いたずらに経済成長だけを求めるよりも、格差を是正し、自然・芸術・文化に誰もがアクセスでき、本質的な意味でより豊かで瑞々しい生活を皆が送れる社会のイメージです……が、それはあくまで私個人の意見であり、最終的には社会全体の対話を通じて決定されるべきものでしょう。
なぜ私がここまで「社会の構想」にこだわるかというと、「構想の貧しさ」はそのまま「行為の貧しさ」につながるからです。
それを端的に示してくれる例の一つが1970年に開催された大阪万博です。この万博においてデモンストレーションとして提案されたテクノロジーのいくつかが実際にその後、社会に実装されたことは知られています。
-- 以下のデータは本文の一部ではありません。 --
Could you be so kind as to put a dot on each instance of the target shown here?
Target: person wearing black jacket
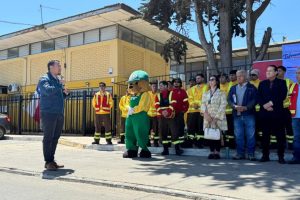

よく挙げられるのはコードレス電話、温水洗浄便座、動く歩道、モノレールなどですが、開催テーマが「人類の進歩と調和」という壮大なものであった割には、率直に言って「このテーマでこれ?」という印象を拭えません。温水洗浄便座は確かに便利で快適ですが、これをもって「人類の進歩」といわれても、なかなか微妙なものがあります。
一方で「実現されなかったもの」をあらためて並べてみると、その構想力の貧しさに滑稽を通り越した一種の戦慄を覚えます。たとえば万博一の名物として当時大変な話題になった「人間洗濯機」などはその一例といえるでしょう(写真)。

人が頭を出した状態で直径2メートルほどのカプセルに入ると、超音波で発生させた気泡で体を洗い、前後のノズルから温水シャワーが出て、最後には温風を吹き付け乾燥までを全自動でやってくれる、という装置です。
いまから振り返ればタチの悪いジョークとしか言いようのないものですが、万博に向けた展示品の企画検討をする際、三洋電機創業者で当時は会長職の立場にあった井植歳男氏が「自分を洗う洗濯機を作ったらきっとウケる」と提案したのが発端となり、実現されてしまったようです。
驚くべきなのは、この人間洗濯機が単なる万博のデモンストレーションだけでは終わらず、実際に売り出されたということです。その価格はなんと800万円……当時の大卒初任給が3.7万円ほどだったので現在の価格に換算すると4000万~5000万円ほどになるでしょうか。当時の関係者はいったい何を考えていたのでしょう。